The Plants of Costa Rica

One step into the Costa Rica Glasshouse, and you’re immediately immersed in a diversity of plant life, including avocado and guava trees, and many prominent heliconias and gingers. You’ll even find Theobroma cacao, the source of one of the world’s favorite delicacies – chocolate.
There are plants that grow on other plants, such as bromeliads. Some of these beautiful bromeliads bear only a single flower cluster in their lifetime but produce colorful, eye-catching foliage.
Orchid lovers will also be delighted by the diversity of blooms throughout the Costa Rica Glasshouse, including Cattleya skinneri, the national flower of Costa Rica. You’ll also see some of the tiniest orchids in the world, with flowers about the size of a pencil tip.

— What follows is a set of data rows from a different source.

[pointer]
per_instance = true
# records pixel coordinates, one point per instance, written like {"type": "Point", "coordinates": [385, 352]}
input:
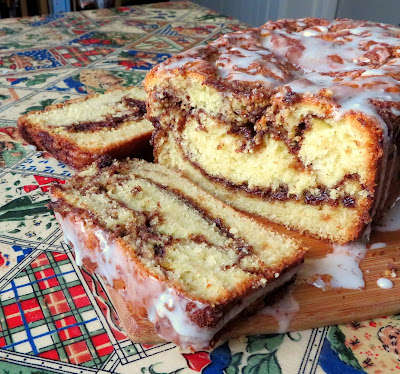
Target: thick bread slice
{"type": "Point", "coordinates": [175, 254]}
{"type": "Point", "coordinates": [297, 121]}
{"type": "Point", "coordinates": [79, 131]}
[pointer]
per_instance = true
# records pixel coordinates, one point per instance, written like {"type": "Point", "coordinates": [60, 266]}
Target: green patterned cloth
{"type": "Point", "coordinates": [55, 317]}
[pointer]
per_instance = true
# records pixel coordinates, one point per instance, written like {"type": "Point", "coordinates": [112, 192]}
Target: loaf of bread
{"type": "Point", "coordinates": [80, 131]}
{"type": "Point", "coordinates": [296, 121]}
{"type": "Point", "coordinates": [173, 253]}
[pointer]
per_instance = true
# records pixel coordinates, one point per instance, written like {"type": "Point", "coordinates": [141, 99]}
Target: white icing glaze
{"type": "Point", "coordinates": [384, 283]}
{"type": "Point", "coordinates": [166, 307]}
{"type": "Point", "coordinates": [341, 266]}
{"type": "Point", "coordinates": [378, 246]}
{"type": "Point", "coordinates": [283, 311]}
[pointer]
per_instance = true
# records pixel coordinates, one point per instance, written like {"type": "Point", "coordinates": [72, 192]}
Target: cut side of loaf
{"type": "Point", "coordinates": [296, 121]}
{"type": "Point", "coordinates": [175, 254]}
{"type": "Point", "coordinates": [80, 131]}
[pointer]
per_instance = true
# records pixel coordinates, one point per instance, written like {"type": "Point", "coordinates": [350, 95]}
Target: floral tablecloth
{"type": "Point", "coordinates": [55, 317]}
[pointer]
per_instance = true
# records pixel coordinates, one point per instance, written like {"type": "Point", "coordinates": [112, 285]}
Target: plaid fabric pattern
{"type": "Point", "coordinates": [47, 312]}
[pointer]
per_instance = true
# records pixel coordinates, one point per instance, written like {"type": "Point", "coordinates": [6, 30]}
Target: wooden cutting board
{"type": "Point", "coordinates": [316, 307]}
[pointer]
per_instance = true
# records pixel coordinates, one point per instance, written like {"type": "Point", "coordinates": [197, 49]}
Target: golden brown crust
{"type": "Point", "coordinates": [63, 149]}
{"type": "Point", "coordinates": [346, 70]}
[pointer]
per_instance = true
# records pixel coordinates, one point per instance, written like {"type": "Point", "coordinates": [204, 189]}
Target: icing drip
{"type": "Point", "coordinates": [339, 269]}
{"type": "Point", "coordinates": [166, 307]}
{"type": "Point", "coordinates": [283, 311]}
{"type": "Point", "coordinates": [350, 63]}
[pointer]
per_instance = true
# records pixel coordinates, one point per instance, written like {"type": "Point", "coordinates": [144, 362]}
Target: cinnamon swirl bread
{"type": "Point", "coordinates": [175, 254]}
{"type": "Point", "coordinates": [296, 121]}
{"type": "Point", "coordinates": [78, 132]}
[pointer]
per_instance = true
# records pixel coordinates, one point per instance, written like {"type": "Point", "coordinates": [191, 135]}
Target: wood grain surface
{"type": "Point", "coordinates": [317, 307]}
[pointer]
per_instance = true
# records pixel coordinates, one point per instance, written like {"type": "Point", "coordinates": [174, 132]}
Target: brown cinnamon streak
{"type": "Point", "coordinates": [137, 112]}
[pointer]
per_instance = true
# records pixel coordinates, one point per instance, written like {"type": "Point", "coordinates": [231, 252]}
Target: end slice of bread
{"type": "Point", "coordinates": [80, 131]}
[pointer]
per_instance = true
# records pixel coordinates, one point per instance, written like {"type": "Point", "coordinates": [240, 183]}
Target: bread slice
{"type": "Point", "coordinates": [297, 121]}
{"type": "Point", "coordinates": [80, 131]}
{"type": "Point", "coordinates": [175, 254]}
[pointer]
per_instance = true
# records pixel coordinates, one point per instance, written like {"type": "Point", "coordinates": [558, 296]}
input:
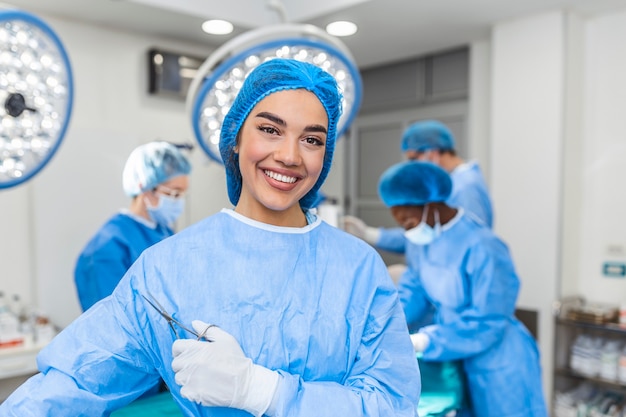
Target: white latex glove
{"type": "Point", "coordinates": [218, 374]}
{"type": "Point", "coordinates": [420, 342]}
{"type": "Point", "coordinates": [358, 228]}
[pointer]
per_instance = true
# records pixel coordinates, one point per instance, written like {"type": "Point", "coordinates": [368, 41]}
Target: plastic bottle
{"type": "Point", "coordinates": [621, 369]}
{"type": "Point", "coordinates": [10, 334]}
{"type": "Point", "coordinates": [609, 359]}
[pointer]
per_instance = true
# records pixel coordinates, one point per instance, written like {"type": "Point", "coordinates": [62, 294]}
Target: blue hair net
{"type": "Point", "coordinates": [267, 78]}
{"type": "Point", "coordinates": [152, 164]}
{"type": "Point", "coordinates": [425, 135]}
{"type": "Point", "coordinates": [414, 183]}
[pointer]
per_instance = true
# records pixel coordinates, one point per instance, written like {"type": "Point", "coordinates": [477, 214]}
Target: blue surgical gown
{"type": "Point", "coordinates": [314, 303]}
{"type": "Point", "coordinates": [469, 191]}
{"type": "Point", "coordinates": [468, 275]}
{"type": "Point", "coordinates": [109, 254]}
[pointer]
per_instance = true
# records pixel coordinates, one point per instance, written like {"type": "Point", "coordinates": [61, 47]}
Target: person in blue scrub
{"type": "Point", "coordinates": [457, 265]}
{"type": "Point", "coordinates": [155, 177]}
{"type": "Point", "coordinates": [280, 313]}
{"type": "Point", "coordinates": [432, 141]}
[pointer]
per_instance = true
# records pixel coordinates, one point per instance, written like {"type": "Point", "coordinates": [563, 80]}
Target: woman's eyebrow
{"type": "Point", "coordinates": [315, 128]}
{"type": "Point", "coordinates": [272, 117]}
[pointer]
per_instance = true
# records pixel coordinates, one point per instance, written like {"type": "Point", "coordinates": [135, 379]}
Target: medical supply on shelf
{"type": "Point", "coordinates": [10, 334]}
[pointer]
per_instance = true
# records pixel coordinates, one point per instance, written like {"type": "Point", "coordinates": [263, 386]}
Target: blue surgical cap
{"type": "Point", "coordinates": [152, 164]}
{"type": "Point", "coordinates": [269, 77]}
{"type": "Point", "coordinates": [414, 183]}
{"type": "Point", "coordinates": [425, 135]}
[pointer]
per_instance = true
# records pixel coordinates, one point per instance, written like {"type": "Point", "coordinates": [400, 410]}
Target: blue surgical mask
{"type": "Point", "coordinates": [423, 233]}
{"type": "Point", "coordinates": [167, 211]}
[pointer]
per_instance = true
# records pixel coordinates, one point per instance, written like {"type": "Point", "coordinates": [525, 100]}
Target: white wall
{"type": "Point", "coordinates": [47, 221]}
{"type": "Point", "coordinates": [603, 170]}
{"type": "Point", "coordinates": [526, 157]}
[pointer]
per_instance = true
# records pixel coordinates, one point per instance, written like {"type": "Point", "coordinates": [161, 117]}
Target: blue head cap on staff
{"type": "Point", "coordinates": [426, 135]}
{"type": "Point", "coordinates": [414, 183]}
{"type": "Point", "coordinates": [269, 77]}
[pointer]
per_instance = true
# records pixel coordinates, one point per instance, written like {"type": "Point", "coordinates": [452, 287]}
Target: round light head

The true-to-life strangler fig tree serves as the icon of the Costa Rica Glasshouse. Famous for its “strangling” growth technique, a strangler fig thrives in the low-light of the rain forest by growing on top of another tree. The roots that sprout from the strangler fig twist their way down the host tree and into the ground. The strangler fig soon develops more prominent leaves than the host tree, gaining a monopoly on the rainforest’s limited sunlight. As the host tree is strangled, the strangler fig thrives, establishing its dominance in this fragile ecosystem.
Giant-leaved philodendrons, 50-foot vines, and stilt-rooted palms also reach for the sky, all contributing to the sense of exuberant life and growth in Costa Rica.
An array of fascinating plants, large and small, await discovery during your next visit to the Eleanor Armstrong Smith Glasshouse.